P/1 – E como era o namoro naquela época? Era bem diferente de hoje, né?
R – Bem diferente, mas não era também exagerado, porque minha mãe nunca foi uma mãe dessas que pegava muito no pé.
P/1 – Nem os irmãos?
R – Nem meus irmãos nunca pegaram no meu pé, só que era assim... Porque chegou época de nós sermos quatro irmãos, tudo namorando, e lá tinha jeito de namorar, porque era só final de semana, não é igual aqui, não. Lá era só sábado e domingo, sábado a gente às vezes ia nas festas e se encontrava, mas o domingo ficava. Aí não dava para namorar, quatro irmãos, tudo dentro de casa ali. Tinha sala, mas não ia para o quarto, porque minha mãe no quarto não gostava, aí já era mais difícil. Então lá era assim, por exemplo, aquela que era noiva ficava dentro de casa, porque já tinha falado com meu irmão, tinha pedido permissão. Aquele ficava mais dentro e o mais novo, que ainda não tinha pedido permissão... Sabia que namorava e tudo, igual eu, era nova, a minha mãe ficava meio assim, mas depois ela falava: “sabe de uma coisa? Faça o que você quer.” Aí nós namorávamos mais na janela.
P/1 – Ah é? A senhora dentro de casa...
R – Tinha um quarto maior, você acha que nós íamos ficar um fora e um dentro? Então a gente ficava mais fora mesmo.
P/1 – Mas ela permitiu namorar na janela, né?
R – É, ela permitiu que namorasse na janela. Depois minhas irmãs, duas casaram e ficamos só eu e a outra minha irmã. Mas era muito... Lá era muito bom, a gente se encontrava em todo lugar, mas não era assim esse namoro igual antigamente... Tinha umas... Essa minha amiga que morava lá, ela ia namorar, a mãe dela sentava no meio dos dois, a minha mãe nunca fez isso, Deus meu, eu hein! A minha mãe não era assim, mas essa aí hoje, ela ainda vive...
P/1 – Como que ela chama?
R – Essa minha amiga chama Benedita e o marido chama Antônio, mas até hoje... Ele tem 80 anos, era amigo do meu marido. Ele fala, mas se você escutar ele contar do namoro deles você morre de dar risada, porque tudo aonde ia, a mãe... Ele falava assim: “a mãe dela tossia para saber que estava ali perto”, era um namoro duro. Minha mãe nunca foi assim, minha mãe nos deixava mais a vontade. (pausa)
P/1 – E dona
ngela, foram quatro anos de namoro, né? Quando ele pediu em casamento? Quando foi o noivado? Como é que foi isso?

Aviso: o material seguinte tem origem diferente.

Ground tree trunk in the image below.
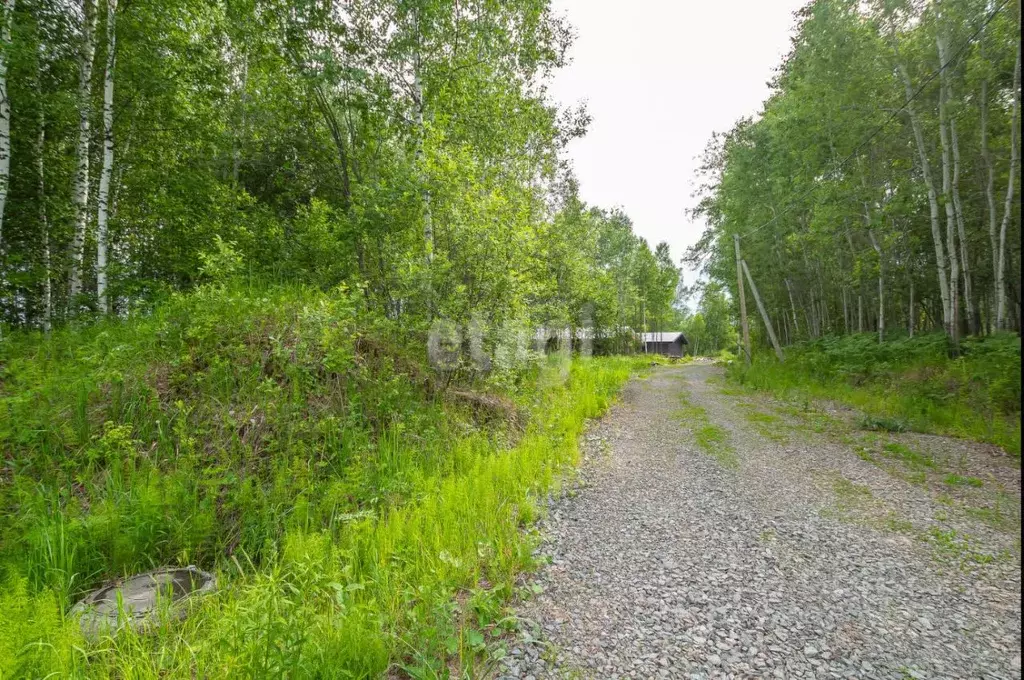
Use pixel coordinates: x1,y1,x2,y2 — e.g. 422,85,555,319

R – Foi assim, eu namorei um bom tempinho sem noivar, depois é que ele falou com meu irmão, acho que foram uns dois anos já. Ele falou com meu irmão, aí namoramos mais dois anos e casamos, mas aí a minha mãe... Eles fizeram festa. Na casa da minha mãe fizeram jantar e na casa do meu sogro fizeram só baile, porque lá era assim: não era convidada uma família inteira... Porque era muito filho também, por exemplo, um jantar, se você convidasse dez pessoas numa casa, não tinha lugar pra todo mundo e também comida não tinha fim, né? Então eles faziam assim: tinham certa... Por exemplo, eu convido da tua casa duas pessoas, três pessoas, o resto pro baile, e no baile só tinha café e mais nada, porque aí não era festa, era baile e só. Então no meu casamento foi o jantar na minha casa e na casa do meu marido só o baile.
P/1 – E foi no mesmo dia? Ou em dias separados?
R – Não, no mesmo dia.
P/1 – E o casamento foi na igreja?
R – Foi na igreja.
P/1 – De São Sebastião?
R – Não, foi na matriz de Conchal, que é São José.
P/1 – Na cidade mesmo?
R – Na cidade. Lá a gente casava no civil e na igreja no mesmo dia, marcava mais cedo e ia lá, casava no civil primeiro, depois ia para a igreja e casava na igreja.
P/1 – E dona
ngela, como foram os preparativos? A senhora fez enxoval? Como é que era enxoval?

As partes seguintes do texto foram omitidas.